When will we stop using cash?

Commercial and Agricultural Bank of Texas $3.00 (three dollars) private scrip

When will we stop using paper money (and coins)? Doesn’t it strike you as wasteful and risky? I love the idea of virtual wallets which you can use to pay anyone for anything but we seem to be quite a way away from that. One of my pet hates is the ubiquitous parking paypoint we see in shopping malls and almost any other place parking is managed by someone else.

I just read an interesting article titled “The disappearing paper: Why cash is a dying payment method” which touches on this question and raises a couple really interesting points about cash money. To begin with:

The arguments for ditching notes and coins are numerous, and quite convincing. In the US, a study by Tufts University concluded that the cost of using cash amounts to around $200 billion per year – about $637 per person.

This is primarily the costs associated with collecting, sorting and transporting all that money, but also includes trivial expenses like ATM fees. Incidentally, the study also found that the average American wastes five and a half hours per year withdrawing cash from ATMs; just one of the many inconvenient aspects of hard currency.

Cash is expensive, inconvenient, wasteful and unhealthy – it’s time to call it quits with physical currencies.

The one challenge to the proposition that paper money and coins be replaced with some sort of digital equivalent is that lower income groups and small businesses often rely on cash quite heavily but there are a couple digital wallet/payment options which are being developed which are designed specifically for these consumers and business owners. At least one of the more interesting ones I have seen uses USSD which works on every mobile phone.

An interesting consideration that I haven’t come across before is that cash keeps us relatively honest. Dan Ariely, author of Predictably Irrational, conducted a study on this:

Even more worryingly, a study by Dan Ariely, a Professor of Psychology and Behavioural Economics, found that transacting without cash makes us less honest.

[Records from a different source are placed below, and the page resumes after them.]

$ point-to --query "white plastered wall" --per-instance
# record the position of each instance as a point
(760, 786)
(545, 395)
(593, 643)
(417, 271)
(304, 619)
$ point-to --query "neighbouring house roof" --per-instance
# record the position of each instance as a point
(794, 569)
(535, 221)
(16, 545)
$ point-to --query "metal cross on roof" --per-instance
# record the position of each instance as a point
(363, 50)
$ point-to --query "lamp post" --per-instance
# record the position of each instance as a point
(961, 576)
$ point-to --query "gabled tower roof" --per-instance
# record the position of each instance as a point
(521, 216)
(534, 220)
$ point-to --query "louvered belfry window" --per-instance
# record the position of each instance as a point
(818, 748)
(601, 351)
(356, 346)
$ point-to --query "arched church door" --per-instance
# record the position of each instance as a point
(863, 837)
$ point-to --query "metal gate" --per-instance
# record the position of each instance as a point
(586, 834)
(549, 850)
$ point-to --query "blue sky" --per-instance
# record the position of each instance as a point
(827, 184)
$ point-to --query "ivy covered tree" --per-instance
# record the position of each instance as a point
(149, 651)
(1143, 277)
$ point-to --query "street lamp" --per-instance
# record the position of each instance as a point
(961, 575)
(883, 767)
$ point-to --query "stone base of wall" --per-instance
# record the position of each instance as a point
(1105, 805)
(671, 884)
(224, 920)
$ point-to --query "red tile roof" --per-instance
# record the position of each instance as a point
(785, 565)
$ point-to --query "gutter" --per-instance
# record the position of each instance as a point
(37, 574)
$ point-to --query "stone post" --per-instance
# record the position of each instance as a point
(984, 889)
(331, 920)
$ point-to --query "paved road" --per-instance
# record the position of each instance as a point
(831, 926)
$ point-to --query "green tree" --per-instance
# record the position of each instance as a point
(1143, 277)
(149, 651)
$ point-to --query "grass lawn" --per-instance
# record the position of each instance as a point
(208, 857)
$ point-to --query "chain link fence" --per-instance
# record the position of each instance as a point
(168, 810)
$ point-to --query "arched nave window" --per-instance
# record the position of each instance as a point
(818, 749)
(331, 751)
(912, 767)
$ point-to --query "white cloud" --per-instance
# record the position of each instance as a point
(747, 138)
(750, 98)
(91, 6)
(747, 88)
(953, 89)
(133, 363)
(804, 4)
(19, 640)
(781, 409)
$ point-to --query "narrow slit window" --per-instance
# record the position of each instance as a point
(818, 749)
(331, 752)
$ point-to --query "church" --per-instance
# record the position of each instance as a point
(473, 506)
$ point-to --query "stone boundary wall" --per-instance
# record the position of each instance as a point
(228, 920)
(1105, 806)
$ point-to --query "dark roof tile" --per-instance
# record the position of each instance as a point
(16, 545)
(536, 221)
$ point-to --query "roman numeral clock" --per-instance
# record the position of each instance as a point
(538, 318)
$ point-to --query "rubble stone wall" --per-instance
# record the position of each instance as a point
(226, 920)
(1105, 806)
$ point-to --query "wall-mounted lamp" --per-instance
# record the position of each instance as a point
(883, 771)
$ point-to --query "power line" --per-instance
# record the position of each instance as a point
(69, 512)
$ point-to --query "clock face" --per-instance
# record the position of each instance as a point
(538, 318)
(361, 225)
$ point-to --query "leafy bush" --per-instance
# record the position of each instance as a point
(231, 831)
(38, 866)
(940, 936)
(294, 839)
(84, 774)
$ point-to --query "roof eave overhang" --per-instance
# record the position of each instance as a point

Subjects in Ariely’s study had to report – honestly – how many maths questions they were able to solve from a test sheet, receiving a reward per correct answer. Those rewarded with tokens (which could be exchanged for cash) were twice as likely to lie about the number of questions they answered than those rewarded with hard currency.

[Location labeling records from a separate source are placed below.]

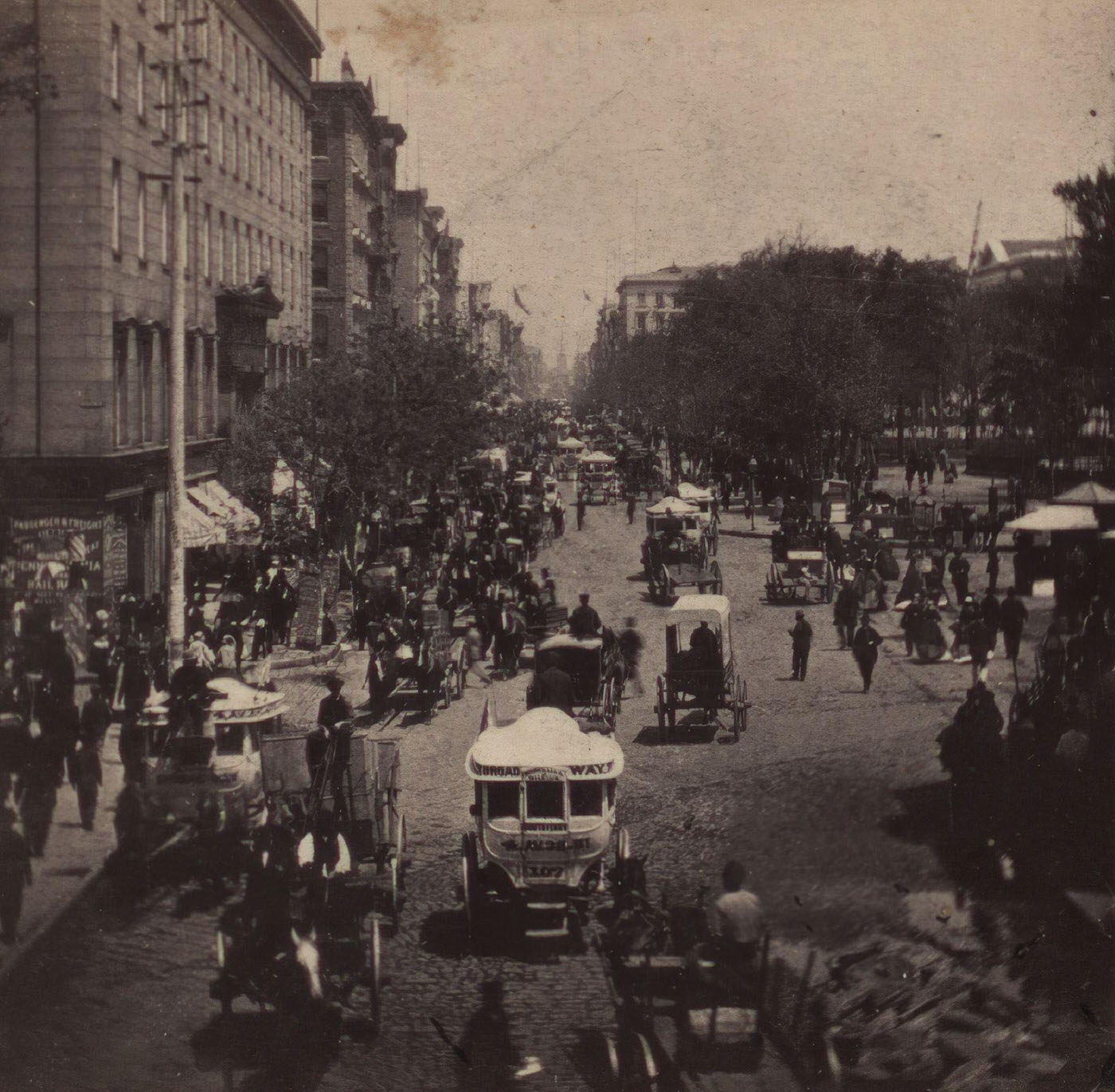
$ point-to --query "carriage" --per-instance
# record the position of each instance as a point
(691, 683)
(431, 668)
(704, 500)
(544, 811)
(208, 777)
(323, 969)
(597, 479)
(672, 562)
(800, 570)
(597, 674)
(689, 1014)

Ariely concluded that although the tokens had an equal monetary value to the cash, subjects perceived a lesser value – and so were more likely to lie – because it was not actual money.

I really don’t see cash being around for very long. The cost benefits and convenience of using digital wallets and payment options must prevail over what will probably amount to legacy attachments to cash at some point. Well, hopefully.